The Prince Rupert Port Authority (PRPA) has released its 2022 sustainability report highlighting the port’s achievements for that year in the social, environmental and governmental realms.

In its 12th year as a certified participant in 2022, the PRPA noted its top Level 5 ranking for four of Green Marine’s environmental performance indicators, related specifically to greenhouse gases and air pollutants, community impacts, community relations, and environmental leadership.

Working with BMO Radicle to calculate and verify the organization’s carbon footprint, the PRPA has retained its carbon neutrality since 2015 by continuing to reduce its greenhouse gas footprint and offsetting the remaining emissions with carbon credits that benefit British Columbia’s Great Bear Rainforest where the port is located.

Some of the other key environmental highlights of the report include:

  • A total of 38 ships qualified for the port’s Green Vessel Incentive Program in 2022 that rewards these vessels for reducing their greenhouse gas emissions. A total of 4,785 tonnes of CO2were avoided in the local airshed – the equivalent of removing 1,008 vehicles off the road for a year.
  • A new incentive for cargo vessels that plug into shore power at the Fairview Container Terminal was introduced after the system was activated at the north berth and the equipment upgraded on the south berth. The $7.6-million project involving the PRPA, DP World Prince Rupert, BC Hydro, as well as Environment and Climate Change Canada’s Low Carbon Economy Challenge Funding, was forecasted to eliminate nearly 30,000 tonnes of carbon emissions annually – the equivalent of removing more than 6,500 passenger vehicles from the road.
  • The Fairview-Ridley Connector Corridor officially opened in August 2002, linking DP World’s Fairview Container Terminal with future transloading sites on Ridley and South Kaien Islands. The corridor shortens the distance that container trucks usually must travel to enter and exit the Fairview Terminal from 21 kilometres (13 miles) to 5.3 miles (3.2 kilometres). The new route is estimated to reduce GHG intensity from container road traffic by 60%.

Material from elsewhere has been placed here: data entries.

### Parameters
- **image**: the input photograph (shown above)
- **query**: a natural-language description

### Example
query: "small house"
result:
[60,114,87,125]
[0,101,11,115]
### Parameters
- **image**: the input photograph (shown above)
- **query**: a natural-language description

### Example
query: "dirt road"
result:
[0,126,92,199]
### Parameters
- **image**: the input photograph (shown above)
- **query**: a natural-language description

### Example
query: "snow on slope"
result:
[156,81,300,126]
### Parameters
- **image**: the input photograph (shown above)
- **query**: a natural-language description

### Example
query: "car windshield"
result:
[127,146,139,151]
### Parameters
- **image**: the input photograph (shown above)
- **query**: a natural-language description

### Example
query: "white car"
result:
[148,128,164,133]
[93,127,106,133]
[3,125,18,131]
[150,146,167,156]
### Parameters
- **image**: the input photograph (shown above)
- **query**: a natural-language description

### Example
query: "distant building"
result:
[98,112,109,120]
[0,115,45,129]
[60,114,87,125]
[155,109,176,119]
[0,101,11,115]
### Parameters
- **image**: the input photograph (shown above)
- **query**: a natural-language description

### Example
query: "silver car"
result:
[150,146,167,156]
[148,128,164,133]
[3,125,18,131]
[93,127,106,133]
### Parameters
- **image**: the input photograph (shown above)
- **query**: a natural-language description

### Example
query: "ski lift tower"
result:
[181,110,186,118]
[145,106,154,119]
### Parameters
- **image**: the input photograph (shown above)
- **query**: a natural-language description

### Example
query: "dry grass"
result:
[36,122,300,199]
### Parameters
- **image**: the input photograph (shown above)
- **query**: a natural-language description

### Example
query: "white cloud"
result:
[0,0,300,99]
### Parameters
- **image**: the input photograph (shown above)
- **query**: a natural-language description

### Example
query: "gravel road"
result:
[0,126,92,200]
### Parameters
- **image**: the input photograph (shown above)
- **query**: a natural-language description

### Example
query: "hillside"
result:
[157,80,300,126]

The PRPA also carried out its most significant habitat compensation project to date in 2022. The $4-million Seal Cove Salt Marsh revitalization project was done to offset the construction of the Fairview-Ridley Connector Corridor. The project involved overhauling the intertidal and marine riparian areas in a part of Prince Rupert degraded from more than century of industrial and other human activities. It included clearing out debris, exposing an existing creek, and revitalizing habitat.